THIRTEEN

I didn’t do anything this time. At least, that’s what I keep telling myself. “I’m out,” I said a couple of days ago. “This killing—”

The reply came cool and quiet as spring water. That was an accident. The same words I’d told Shizhé’é when he came to me, after.

But at least I got a promise: Never again. Not for you.

Which didn’t mean I was done. There was another job for me, a strange one this time, so strange I should have known. I was to go to the road outside the mine between ten in the morning and ten fifteen and leave a large gym bag in the westbound lane, just to one side of the center line. The idea was, it would look like the bag had fallen off a car. The tourists are always tying all of their shit on top of their cars. The bag was already scuffed up pretty bad, just like it had bounced along the road a ways. It even had some clothes inside, men’s jeans and T-shirts and underwear and socks. An old disposable razor, a ratty toothbrush, a half-squeezed tube of off-brand toothpaste. The clothes were worn, like someone had had them for a long time. I figure maybe they came from a secondhand store. There’s a few on the reservation, people giving us their castoffs—even their underwear, for Chrissakes—rather than letting us develop businesses where we could work jobs that would let us buy our own damn clothes. Businesses other than the mine, I mean.

“What’s this for?” I asked, hefting the bag. I just got a look, one that said Don’t ask. My chest seized up. A Dopp kit was added to the bag. I didn’t look in it. I guess you could say I knew after all.

Between ten a.m. and ten fifteen. Westbound lane. A little off the center line. Then get out of there.

So I did it. Spent the night in my hiding spot, high up the cliff, in one of the houses of the ancients. I crept down at first light, sat in brush a few yards back from the road for four hours, shifting a pebble from one side of my mouth to the other to fight thirst, fretting over a mistake I’d made. I’d left my bookbag behind. By the time I realized I’d forgotten it, it was too late. The cliff dwelling tours would have started. All I could hope was that nobody would find it. I went over all the things that could go wrong and ended up feeling as good as I could under the circumstances.

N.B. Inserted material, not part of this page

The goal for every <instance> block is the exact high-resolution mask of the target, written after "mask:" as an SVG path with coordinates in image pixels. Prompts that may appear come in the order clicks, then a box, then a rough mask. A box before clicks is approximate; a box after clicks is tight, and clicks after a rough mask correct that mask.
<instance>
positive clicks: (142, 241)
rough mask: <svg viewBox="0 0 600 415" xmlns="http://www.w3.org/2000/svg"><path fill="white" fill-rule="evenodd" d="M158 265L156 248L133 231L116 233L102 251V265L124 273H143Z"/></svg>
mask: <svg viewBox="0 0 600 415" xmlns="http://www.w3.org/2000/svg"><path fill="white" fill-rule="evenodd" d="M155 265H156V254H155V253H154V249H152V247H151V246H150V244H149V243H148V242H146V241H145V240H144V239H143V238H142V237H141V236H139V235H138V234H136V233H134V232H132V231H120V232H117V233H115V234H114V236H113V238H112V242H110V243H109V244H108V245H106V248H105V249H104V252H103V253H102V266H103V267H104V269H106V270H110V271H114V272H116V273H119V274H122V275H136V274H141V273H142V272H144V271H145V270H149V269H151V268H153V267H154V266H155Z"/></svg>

Nothing in the bookbag would identify me. I’d taken out my books the night before so as not to have any extra weight. Just a water bottle and a sandwich. Even when my brain went all CSI and I started worrying about fingerprints and DNA, I calmed myself down by remembering that mine weren’t on record anywhere. Besides, I’d worn gloves against the night’s chill, and their fabric had probably wiped the bottle clean of my fingerprints. The plastic wrap around the sandwich, thank God, I’d crumpled up and stuffed into my pocket so as not to leave trash.

The key chain bothered me a little. I don’t use it for keys, just carry it because I like it. Half the people on the reservation, and even more tourists, have those key chains. Betty Begay makes them. Once she realized how much money she could make stocking trading posts around the reservation with those little trinkets she could turn out in no time at all, compared to the months it took to weave a good-sized rug, she turned mostly to them—which had the effect, of course, of making her true rugs all the more rare and therefore worth even more than they’d been before. Betty Begay could have taught the supply and demand segment of my Econ 101 course in about five minutes flat.

I sat under that brush, alternately worrying and reassuring myself, until ten. Each time I started out from under my shelter, I’d hear a car approach. By ten after, I was sweating. At twelve after, the road was bare. I dashed out and positioned the bag just so, laying it on its side so it would look even more like it had just fallen, and sprinted back to the brush. I waited a few minutes, then began a retreat, dodging from one clump of brush to the next. I could hear tires screeching as cars approached the bag and swerved around it. They had to be careful. The shoulder there was soft. I was almost to the side road where I’d parked my car when I heard a deeper rumble. One of the trucks from the mine, I figured. I didn’t look back.

Until I did.

The blast was bigger this time, or maybe I was just closer. The air did that thing again, pushing against me, sucking back. Long time ago, my parents took me to California, to the ocean. I stood in water up to my thighs, feeling it tug at me. That’s what the air was like. Again the cloud of smoke and dirt, bits and pieces of truck kicked into the sky by the blast, the red dirt swirling counterclockwise across the desert floor. I fell to my knees and wrapped my arms around my head.

“I didn’t do it,” I whispered. “I didn’t.” Even though I knew that, in some crucial way, I had.